A Dialogue poll that was taken during reports that State Comptroller Micha Lindenstrauss was investigating the sale of Olmert's residence found that Kadima had only lost one seat to the Likud, maintaining a massive 39 to 14 advantage.
With such numbers, it is no wonder that Olmert has become less cautious about being himself. He started off last Sunday when he used a rally at Kadima's Petah Tikva headquarters to attack Netanyahu and Labor chairman Amir Peretz.
Olmert didn't let it all out until the first Knesset Foreign Affairs Committee meeting he addressed as acting prime minister on Wednesday, when he looked for any excuse to attack Netanyahu. He even traded barbs with National Union MK Effi Eitam, an indulgence that most prime ministers would have the willpower to resist.
Eitam and Likud MKs eagerly told reporters at the Knesset that the old Olmert was back and the statesmanlike Olmert was gone. They expressed hope that the voters would realize that they were getting a prime minister who was decidedly un-Sharonlike and finally return to the parties they left to join Kadima.
"Olmert has become more Bibi than Bibi," a Likud official said, using his own party chairman's name as a synonym for behaving in an un-prime ministerial-like manner. Likud officials said that Olmert's statement about being proud that he allowed Palestinians to vote in Jerusalem would be used in the Likud's commercials.
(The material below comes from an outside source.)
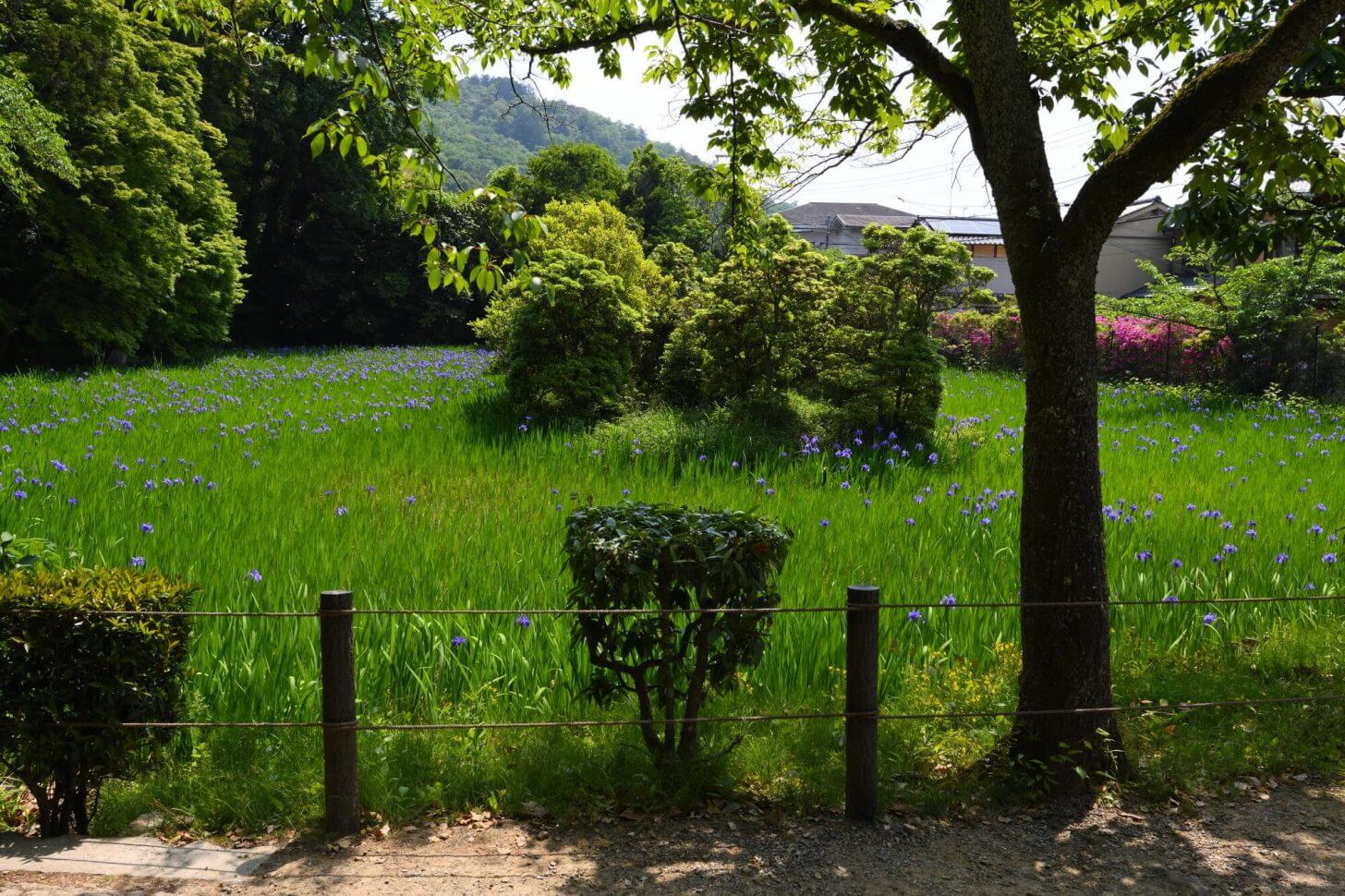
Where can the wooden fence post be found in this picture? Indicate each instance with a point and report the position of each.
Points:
(341, 764)
(861, 702)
Kadima's strategists responded that Olmert was not acting like Netanyahu but like Sharon, who enjoyed stinging his rivals in Knesset sessions. One strategist even read Olmert's anti-Netanyahu quotes in a voice imitating Sharon to emphasize that Olmert had not strayed from Sharon's paradigm.
It's that fine line between the behavior of Sharon and Netanyahu that Olmert must tread carefully between now and March 28 to win the 40 seats that Sharon won as head of the Likud. If he is successful, he can feel free to be himself all he wants after that.